On n’a pas le temps de se préoccuper de ces pauvres innocents vaincus par les flammes, on a juste le temps de s’émouvoir de la même manière et de la même intensité que devant un film de tragédie américaine. Car peu importe qu’ils brûlent ou qu’ils retrouvent leur dignité un jour, car on ne sait plus où s’arrêtent nos illusions et où commence la réalité...
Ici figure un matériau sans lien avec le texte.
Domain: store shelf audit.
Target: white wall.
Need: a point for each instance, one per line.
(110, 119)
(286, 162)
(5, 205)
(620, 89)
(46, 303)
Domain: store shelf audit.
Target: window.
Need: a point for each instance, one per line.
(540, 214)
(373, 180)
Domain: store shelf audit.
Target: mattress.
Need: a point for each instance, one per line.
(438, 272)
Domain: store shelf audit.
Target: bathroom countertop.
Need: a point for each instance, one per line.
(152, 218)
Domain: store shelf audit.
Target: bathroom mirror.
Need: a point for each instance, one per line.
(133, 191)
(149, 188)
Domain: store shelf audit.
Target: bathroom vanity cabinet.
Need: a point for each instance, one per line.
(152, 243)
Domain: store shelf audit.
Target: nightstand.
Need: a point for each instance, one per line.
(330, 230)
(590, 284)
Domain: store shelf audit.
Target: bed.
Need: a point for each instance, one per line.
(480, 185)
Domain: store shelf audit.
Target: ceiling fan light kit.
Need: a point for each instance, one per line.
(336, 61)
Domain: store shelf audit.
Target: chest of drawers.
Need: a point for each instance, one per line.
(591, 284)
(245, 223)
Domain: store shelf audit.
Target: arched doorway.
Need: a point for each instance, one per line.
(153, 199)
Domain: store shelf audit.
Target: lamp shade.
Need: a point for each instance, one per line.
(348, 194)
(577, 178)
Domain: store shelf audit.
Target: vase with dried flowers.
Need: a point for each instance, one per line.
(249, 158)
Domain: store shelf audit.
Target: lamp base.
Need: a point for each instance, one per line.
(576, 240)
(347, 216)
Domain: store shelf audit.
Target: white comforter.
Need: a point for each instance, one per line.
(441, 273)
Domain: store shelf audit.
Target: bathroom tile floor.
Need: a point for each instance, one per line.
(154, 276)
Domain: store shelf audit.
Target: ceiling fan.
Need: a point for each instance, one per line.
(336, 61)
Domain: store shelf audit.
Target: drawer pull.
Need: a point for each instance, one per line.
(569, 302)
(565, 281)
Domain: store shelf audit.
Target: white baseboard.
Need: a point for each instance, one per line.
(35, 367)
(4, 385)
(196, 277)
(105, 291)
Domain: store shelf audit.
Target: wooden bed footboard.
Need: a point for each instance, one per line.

Je veux bien par coutume, ou par bienséance, pester contre le capitalisme inhumain, le libéralisme sauvage, crier et invectiver ces pouvoirs publics oppresseurs et corrompus. Je veux bien m’indigner, crier ma colère, chercher des arguments ou des détails encore plus atroces pour décrire de façon encore plus morbide cet incendie. Je veux bien lire tous les titres des journaux qui en parlent. Je veux bien en parler autour de moi... interpeller tout le monde avec un « T’as vu l’incendie ??? ». Je veux bien et je le fais bien, mais je le fais, comme nous le faisons tous au quotidien, avec douceur, docilité, de façon uniforme et conforme, et avec l’art et la manière la plus remarquable aux yeux du troupeau de moutons, et bien sûr dans la limite du temps qui m’est prescrit.
Alors au lieu de nous plonger dans la répétitive culpabilisation d’autrui en substitut à notre impuissance inavouée, reconnaissons notre grande part d’égoïsme, d’hypocrisie et d’égocentrisme qui participent de près ou de loin à ces grands drames humains.
Reconnaissons-le, nous rendrons ainsi un grand hommage à ces martyrs de la faiblesse humaine.
Je n’accuse personne, tout noir ou tout blanc, aujourd’hui personne n’est innocent !
Et c’est ainsi, face à notre indifférence et nos mensonges, que l’on prend conscience que l’homme bon descendrait du songe.